Rétrospective / Exposition / Performance Apichatpong Weerasethakul
Du 12 avril au 29 mai 2016
Kunstenfestivalarts et Cinéma Galeries, Galerie de la Reine 26 – 1000 Bruxelles
Le Cinéma Galeries présentait mercredi, dans sa rétrospective consacrée à Apichatpong Weerasethakul, un film rare du cinéaste : son troisième long métrage, dirigé en collaboration avec l’acteur principal Michael Shaowanasai, et dont la réalisation est intervenue en 2003 entre deux projets plus ambitieux (Blissfully Yours et Tropical Malady), afin de continuer à faire travailler sa boîte de production, Kick the Machine.
The Adventure of Iron Pussy prend la forme d’une parodie de film d’espionnage et de tout un pan du cinéma thaïlandais commercial, en y introduisant le personnage atypique d’Iron Pussy, agent-secret travesti. L’acteur et performeur Michael Shaowanasai reprend ici un personnage qu’il a créé dans des courts métrages et instaure autour de celui-ci un univers de série Z. Le film est une sorte de nanar assumé qui mêle comédie potache, romantisme dégoulinant et tableaux chantés et dansés, le tout entièrement doublé en post-production.

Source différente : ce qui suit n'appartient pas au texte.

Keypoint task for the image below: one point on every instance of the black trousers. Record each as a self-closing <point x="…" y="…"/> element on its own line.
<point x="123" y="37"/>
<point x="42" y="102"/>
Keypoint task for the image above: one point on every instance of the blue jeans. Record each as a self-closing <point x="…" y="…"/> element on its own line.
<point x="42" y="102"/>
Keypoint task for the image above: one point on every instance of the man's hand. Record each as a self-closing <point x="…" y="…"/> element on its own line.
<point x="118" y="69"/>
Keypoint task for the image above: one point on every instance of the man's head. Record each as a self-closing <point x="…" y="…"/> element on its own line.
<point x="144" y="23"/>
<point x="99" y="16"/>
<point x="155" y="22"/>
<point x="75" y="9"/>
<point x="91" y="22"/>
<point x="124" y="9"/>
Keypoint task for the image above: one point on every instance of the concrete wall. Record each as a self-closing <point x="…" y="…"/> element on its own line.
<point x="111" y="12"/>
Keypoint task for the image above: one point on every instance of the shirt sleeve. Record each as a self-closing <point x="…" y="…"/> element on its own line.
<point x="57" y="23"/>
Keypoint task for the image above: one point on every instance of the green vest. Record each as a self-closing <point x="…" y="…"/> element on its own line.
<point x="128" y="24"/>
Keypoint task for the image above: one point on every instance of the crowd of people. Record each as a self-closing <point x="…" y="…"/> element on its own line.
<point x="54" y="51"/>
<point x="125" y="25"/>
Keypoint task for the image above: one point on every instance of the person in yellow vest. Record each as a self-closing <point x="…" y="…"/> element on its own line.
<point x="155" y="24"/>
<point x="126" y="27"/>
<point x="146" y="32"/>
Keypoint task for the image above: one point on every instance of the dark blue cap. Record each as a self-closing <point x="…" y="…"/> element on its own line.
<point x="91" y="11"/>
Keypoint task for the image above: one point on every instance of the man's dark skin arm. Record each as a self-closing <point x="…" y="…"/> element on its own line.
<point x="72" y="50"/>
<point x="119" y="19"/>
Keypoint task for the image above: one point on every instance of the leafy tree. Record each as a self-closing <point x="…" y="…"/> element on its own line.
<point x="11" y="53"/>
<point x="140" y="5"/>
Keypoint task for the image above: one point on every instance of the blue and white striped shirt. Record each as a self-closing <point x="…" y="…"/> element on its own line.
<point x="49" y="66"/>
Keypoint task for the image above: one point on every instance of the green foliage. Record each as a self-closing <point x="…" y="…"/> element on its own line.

Il en résulte donc une impression bizarre, le sentiment de voir l’indiscutable navet d’un grand cinéaste. Et pourtant, même dans un ensemble informe, d’abord amusant puis très vite lassant, on se prend à sauver l’une ou l’autre chose, comme ces séquences muettes entrecoupées d’intertitres, ou encore la façon dont est abordée la mutation sexuelle du personnage principal. Au début, Michael Shaowanasai passe de manière alternative de son costume d’Iron Pussy à son apparence quotidienne de petit chauve à lunette. Mais, à partir du moment où il est envoyé en mission au sein d’une riche famille aux occupations louches, il demeurera dans le rôle d’Iron Pussy jusqu’à la fin du film, désigné comme femme sans qu’aucune ambiguïté ni aucun doute ne soit possible.
Au final, ce petit film mineur a donc un gros potentiel de film culte, de par son apparence de nanar et surtout par son côté « queer » alternatif. Il demeurera probablement comme une curiosité dans la carrière de Weerasethakul, même une fois restauré – il devrait l’être au cours de l’année. En attendant, le Cinéma Galeries le présentait dans une copie Betamax, renforçant encore l’impression de voir un film confidentiel, perdu et retrouvé, aux dehors modestes mais à l’importance secrète. Pas sûr que cette impression demeure une fois le film nettoyé et remasterisé, passé au lissage d’une édition DVD ou Blu Ray finalement passe-partout.